For her first gig in the capital in four years, and her last of the decade, Sinead O'connor made a triumphant return to the stage when she played to a sold-out crowd at Shepherd's Bush Empire. In the ensuing four years, besides her recent appearance on Good Morning Britain, Sinead has continued to battle well-documented mental health issues, lost custody of one of her children, courted more controversy, become a grandmother and converted to Islam. One constant, however, has remained; her quite brilliant voice.
Sinead may have changed her name to Shuhada Sadaqat as part of her religious conversion but as a performer she is still using the name Sinead O'Connor. That is what was spelt out across the facade of the iconic Shepherd's Bush Empire for Sinead's one and only London date before she takes her tour on into Europe and then America in 2020. Playing without a support act, and to a very enthusiastic, adoring and captivated crowd, Sinead couldn't have put on a better show. In a full-length dress and hijab, a barefooted Sinead looked relaxed and content throughout. There was no religious or political comment at all during the entire evening; the closest Sinead came was to say, "I think you'll like this one" ahead of performing 'Black Boys On Mopeds'. The opening 'Margaret Thatcher on TV' lyric still clearly resonating with her audience.
O'Connor opened up with her well-worked cover of John Grant's 'Queen Of Denmark'. From the first note she sang you almost knew that it was going to be a stand-out performance. Sinead was calm, centred and serene as she sang through a set that showcased a 'best of' in what was to be quite a special night. There was power and passion aplenty as Sinead, and her very accomplished band, delivered up rousing takes on '4th And Vine', 'Harbour' and 'Take Me To Church' but it was during the quieter songs that Sinead really shone and connected with her audience.

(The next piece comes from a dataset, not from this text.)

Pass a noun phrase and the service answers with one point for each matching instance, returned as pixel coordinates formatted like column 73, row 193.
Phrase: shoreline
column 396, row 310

Sinead's a cappella rendition of 'I am Stretched On Your Grave' was nothing short of spectacular. Her solo vocal delivery was magnificent, cutting through the Shepherd's Bush Empire in a performance that momentarily had you believe you were in a cathedral. After a few initial whoops and wows at the start of the song you could have heard a pin drop as the audience watched on open-mouthed, mesmerised by a quite outstanding performance. 'Reason With Me' went down similarly well, with the "I sold your granny's rosary for 50p" even getting a few wry laughs from the crowd. Sinead, singing for the large part of the evening with her eyes closed was in her element and in the zone. Her focus was intense when it needed to be and her delivery was pitch-perfect.
With an uplifting arrangement, Sinead sang out a very tender 'Thank You For Loving Me' before 'The Last Day Of Our Acquaintance' seamlessly segued into 'The Emperor's New Clothes'. Sinead O'Connor couldn't finish her set without returning to the song that catapulted her to stardom. With one of the best interpretations of all time, Sinead could not deny her adoring audience the pleasure of hearing 'Nothing Compares 2 U' one more time. She didn't disappoint, it sounded just as potent and impassioned as it had when it was first released. The extended keys, the incisive percussion and continual build and break of the vocal were jaw-dropping.
O'Connor capped of the main set with 'Hold Back The Night' before returning to rapturous applause to perform 'Three Babies' and finally 'Milestones'. The gentle strum of the guitar on 'Three Babies' accompanied another astonishing vocal performance from Sinead O'Connor sealing a performance that will live long in the memory. In terms of stand-out vocal performances I cannot think of anyone who would have touched her. On a cold windy night in London, Sinead brought a little warmth and tenderness and re-affirmed what a star performer she is.